LONDRA – Non c’è stata storia. Anzi non c’è stata storia due anni fa a Roma e non c’è stata storia a Wembley: il Barcellona di Guardiola e Messi, di Villa e Xavi, non si è imposto solo sul Manchester United di Alex Ferguson – travolgendolo anche in maniera perfino più larga nel gioco di quanto non accadde all’Olimpico – ma anche sul mondo intero. Confermandosi come il più grande di tutti. Non si può ridurre la partita unicamente ai gol di Pedro, Messi e Villa. E’ un intero modello, un nuovo modo di fare calcio, una vera e propria filosofia di sport che viene a imporsi e cambiare – speriamo in meglio – la cultura di chi si avvicina a fare calcio oggi. E’ la maniera di fare calcio del Barcellona che vince: il suo credere fermamente nei giovani e soprattutto nella scuola dei giovani, nel tenerli insieme, nel farne un gruppo che va molto al di là di un semplice spogliatoio o di un allenamento.
Messi vince perché è un fenomeno assoluto, indubbiamente il miglior giocatore del mondo, ma anche perché di questo gruppo fa parte: ha i suoi stessi ideali, la stessa maniera di vivere e soffrire una partita di calcio. Probabilmente se al Barcellona togliessimo Messi non vincerebbe con la stessa facilità ma avrebbe comunque buone chances di vincere lo stesso. Il Barcellona ha vinto divertendosi, senza preoccuparsi mai, assolutamente convinto dei suoi mezzi. Non c’è alcuna drammatizzazione nel suo gioco, nessun eroismo, nessuna impresa fisica straordinaria: il calcio del Barcellona
è l’esecuzione perfetta di una grandissima orchestra che ha il piacere del gioco, della partita, del gesto tecnico e del dialogo tattico. Il suo calcio è una musica.
Già alla vigilia della partita ci si rendeva perfettamente conto che si andava ben oltre lo scontro con il Manchester United di Alex Ferguson, un modello di calcio più tradizionale anche se sempre grandioso e certamente sfortunato nell’aver trovato sulla strada una squadra ancora più grande. Il Barcellona degli anni di Guardiola, appena 40 anni – il tecnico più giovane ad aver vinto due Champions League – è destinato ormai a misurarsi con le grandissime squadre del passato: il Real Madrid della seconda metà degli anni 50, l’Ayax di Cruyff di cui il Barcellona può essere considerato l’erede quasi 40 anni dopo, il Bayern di Beckenbauer e Muller degli anni 70, il Liverpool della fine anni 70, il grandissimo Milan di Sacchi, lo stesso Manchester United a cavallo degli anni 2000. Siamo ormai a questi livelli, si discute della perfezione.

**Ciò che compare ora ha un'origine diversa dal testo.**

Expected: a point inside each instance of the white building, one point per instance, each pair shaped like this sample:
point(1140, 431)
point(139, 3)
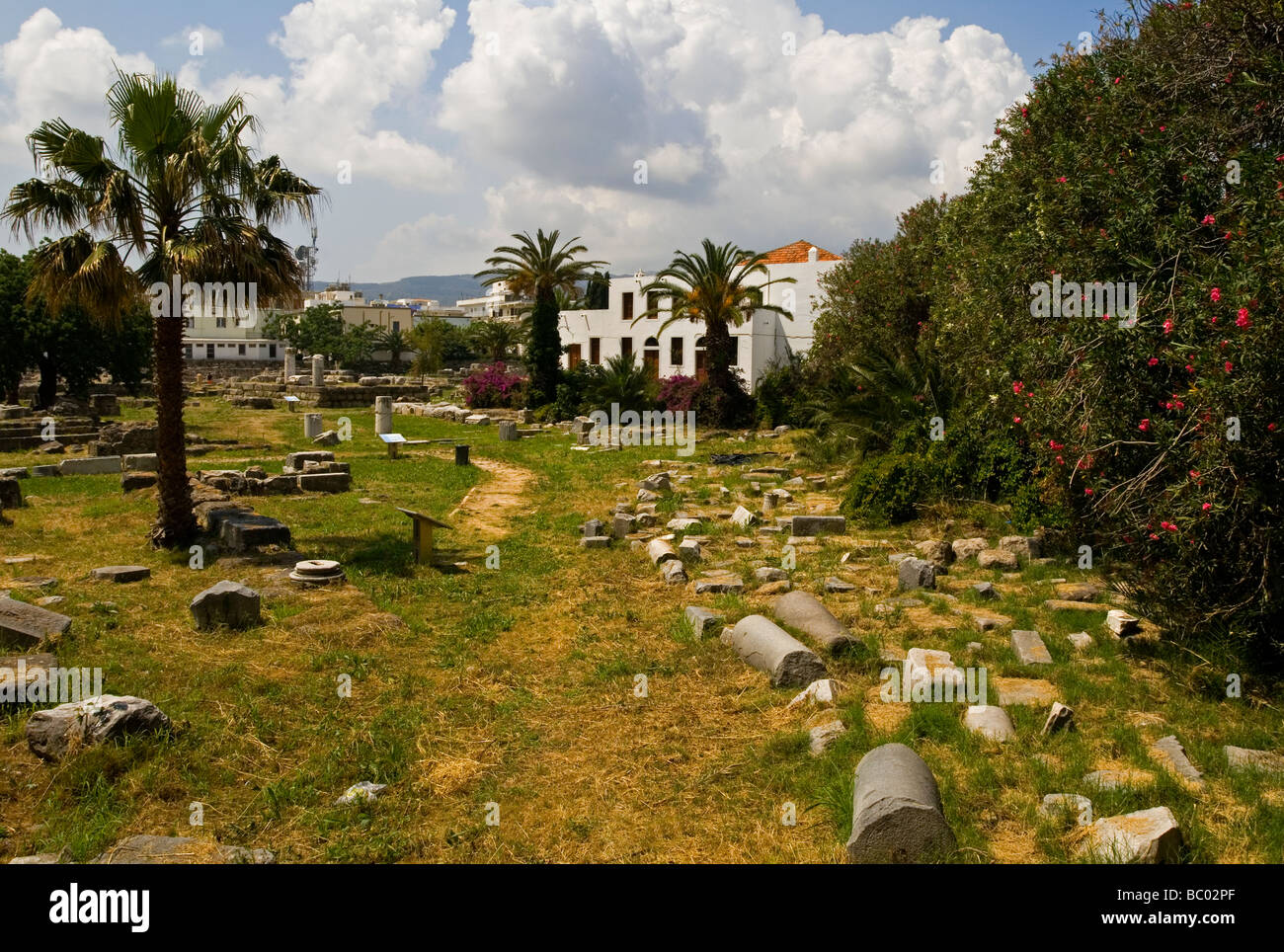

Insomma nell’assistere a questa partita a Wembley si è avuta la netta sensazione di essere stati testimoni di un passaggio storico nello sport. Contro il Manchester United (età media 29 anni), Guardiola ha schierato una squadra di 26 anni e mezzo di età. E’ cioè una squadra, il Barcellona, che ha ancora moltissimo futuro davanti, proprio perché dalla Masia – la sede della famosa cantera catalana – è partito un vento innovatore che ha fatto della Spagna un paese all’avanguardia nel calcio. E che infatti continua a vincere tantissimo ovunque si presenti: dagli Europei in Austria e Svizzera, ai Mondiali in Sudafrica, dall’Olimpico di Roma a Wembley. Quando anche noi, in Italia, riusciremo a capire che lo stesso dobbiamo fare, che i giovani prima bisogna farli crescere e poi dar loro fiducia, forse avremo fatto un grande passo avanti.